I don’t know this man or why he’s so angry with me!
He stops and takes a deep breath. “Stand up, Hope.”
I want to ask again if that really is my name, but I’m too scared to make this man any angrier. I stand up, and though being closer to his height makes his presence less terrifying, his frowning brown eyes hold so much blame and hatred I have to look away.
He grabs my jaw and forces me to look at him. Eventually his eyes soften slightly and he lets go. I immediately look back at the ground, but he is already heading for the door.

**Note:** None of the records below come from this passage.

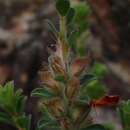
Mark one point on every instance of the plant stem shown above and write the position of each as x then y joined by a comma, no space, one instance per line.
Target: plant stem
63,31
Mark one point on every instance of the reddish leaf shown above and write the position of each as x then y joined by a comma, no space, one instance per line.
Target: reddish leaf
105,101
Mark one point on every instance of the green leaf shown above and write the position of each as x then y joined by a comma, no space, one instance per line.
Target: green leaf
5,118
42,93
62,7
24,122
95,127
86,78
70,15
60,78
47,123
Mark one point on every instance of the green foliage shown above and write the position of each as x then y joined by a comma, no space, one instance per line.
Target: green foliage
42,93
13,103
99,70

At the door he stops and turns back to look at me. “My name is Patrick McNeil. The woman you were eating with this morning is my wife Azalea. Rebecca, your maid, will take care of anything you need.”
He pauses for a moment and tilts his head slightly, softening his features as pity took over his expression. “You are under house arrest while awaiting trial for corruption of an election, multiple counts of murder, and a number of other things. Your name is Hope, and you were the Mayor of this city. For now your world will be this room, though I will allow you in the library connected to this room under supervision. That and the dining room for meals.”
He turns as if to leave, and half way through the door he turns back. “You are a crazy woman to give yourself memory sickness. It won’t help you even if you don’t remember anything you’ve done.” While shaking his head he shuts the door and leaves me alone in this room again.
I’m a murderer? None of this feels right. I collapse back on the floor and curl up in a ball. The overload of information washes through me, and comes out my eyes as I cry into my arms. I don’t even know who this person named Hope is, and yet I’m on the hook for everything she’s done.